The cheerless sit-down in the Red Room—in which the two sat opposite each other in straight-back chairs, six feet apart—was followed by a stroll down the outdoor walkway beside the Rose Garden and a tour of the Oval, where Trump pointed out the MLK Jr. bust in its usual place of honor, right where former president Obama had installed it.
“The bust of Martin Luther King, which was falsely reported—falsely reported!—that it was taken out of the office,” Trump narrated. “These are lying people. These are bad people…And the apology was this,” the president added, pressing a thumb and forefinger together on one of his diminutive hands.
That was actually Trump’s second venting about this obviously sore subject.
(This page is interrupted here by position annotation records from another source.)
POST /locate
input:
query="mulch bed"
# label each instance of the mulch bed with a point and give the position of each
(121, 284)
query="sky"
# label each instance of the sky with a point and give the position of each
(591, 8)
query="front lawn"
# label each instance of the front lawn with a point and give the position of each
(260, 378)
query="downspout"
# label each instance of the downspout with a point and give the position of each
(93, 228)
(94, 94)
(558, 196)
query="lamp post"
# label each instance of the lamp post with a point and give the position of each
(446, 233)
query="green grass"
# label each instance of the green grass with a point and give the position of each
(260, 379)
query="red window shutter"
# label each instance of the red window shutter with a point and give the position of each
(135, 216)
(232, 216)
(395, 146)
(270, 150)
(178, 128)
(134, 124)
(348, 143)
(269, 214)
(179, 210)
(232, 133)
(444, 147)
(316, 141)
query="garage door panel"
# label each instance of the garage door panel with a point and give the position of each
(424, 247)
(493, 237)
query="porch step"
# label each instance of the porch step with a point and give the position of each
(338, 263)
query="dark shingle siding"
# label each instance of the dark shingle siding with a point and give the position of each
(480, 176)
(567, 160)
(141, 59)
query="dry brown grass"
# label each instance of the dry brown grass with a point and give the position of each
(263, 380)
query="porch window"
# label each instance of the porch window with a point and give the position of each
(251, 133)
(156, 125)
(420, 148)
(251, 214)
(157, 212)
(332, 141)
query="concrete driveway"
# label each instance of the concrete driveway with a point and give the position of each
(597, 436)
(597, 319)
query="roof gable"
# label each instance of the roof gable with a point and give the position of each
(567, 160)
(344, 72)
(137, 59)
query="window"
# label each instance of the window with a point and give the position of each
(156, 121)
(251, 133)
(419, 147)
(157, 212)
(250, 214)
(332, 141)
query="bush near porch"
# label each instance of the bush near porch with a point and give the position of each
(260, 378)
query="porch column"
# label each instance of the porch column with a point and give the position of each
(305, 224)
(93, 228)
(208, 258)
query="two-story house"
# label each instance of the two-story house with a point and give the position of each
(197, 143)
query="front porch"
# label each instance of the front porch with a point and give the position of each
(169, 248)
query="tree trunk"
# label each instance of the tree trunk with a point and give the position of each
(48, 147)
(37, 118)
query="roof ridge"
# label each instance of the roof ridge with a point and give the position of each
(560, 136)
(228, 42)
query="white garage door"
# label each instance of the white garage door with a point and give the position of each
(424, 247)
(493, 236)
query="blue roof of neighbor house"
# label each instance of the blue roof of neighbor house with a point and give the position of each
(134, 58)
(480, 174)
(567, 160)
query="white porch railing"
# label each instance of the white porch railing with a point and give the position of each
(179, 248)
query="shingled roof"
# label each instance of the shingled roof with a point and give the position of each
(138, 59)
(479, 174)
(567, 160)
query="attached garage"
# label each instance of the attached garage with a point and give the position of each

“See that's a very serious charge,” he had told Hannity earlier during their sit-down. “Because they're not saying the bust was taken out. What they're saying is that I'm a racist. That's what they're saying.”
Weirdly, during a discussion of the outlawed practice of waterboarding alleged terrorists—a form of torture which Trump wants to restore—Hannity kept mentioning David Muir as the hypothetical victim of a terrorist attack, maybe out of pique that the ABC anchor, and not Hannity, had gotten the first television interview with the new commander in chief.
“Waterboarding black sites came up in your interview last night,” Hannity said. “And I was thinking, if I had an opportunity to speak with David Muir, I’d say, OK, two guys go into your house, they kidnap your child, one guy gets away with your child, you tackle the other guy, that guy knows where your child is, you don’t waterboard that guy?”
Trump was initially reluctant to bite on Hannity’s David Muir scenario.
“So waterboarding used to be used because they said it really wasn't torture. It was the one step slightly below torture,” the president replied in a non-sequitur.
So Hannity gave it another try.
“I would ask David Muir, if they kidnapped your kid and you have one of the kidnappers, what would you do to get the location of your child?” he told the president, who this time decided to play along.
“Or would you want him to talk in 48 hours from now by being nice to him, OK?” Trump said.
“It's over,” Hannity agreed.
Muir, by the way, is childless.
Hannity’s interview took place on the same day that the president’s chief strategist, former Breitbart News chairman Stephen K. Bannon, phoned a New York Times reporter to caution that “the media should be embarrassed and humiliated and keep its mouth shut and just listen for awhile…
“The media here is the opposition party,” Bannon added. “They don’t understand this country.”
Hannity and the president echoed that theme.
“They’re very hostile,” Trump said. “These are very hostile people. These are very angry people.”
“But they also colluded against you in a campaign,” Hannity asserted.
“Well they're very dishonest people,” the president agreed. “The media is very dishonest. I've been saying it. I say it openly.”
At which Hannity exulted: “I said journalism's dead, so we agree.”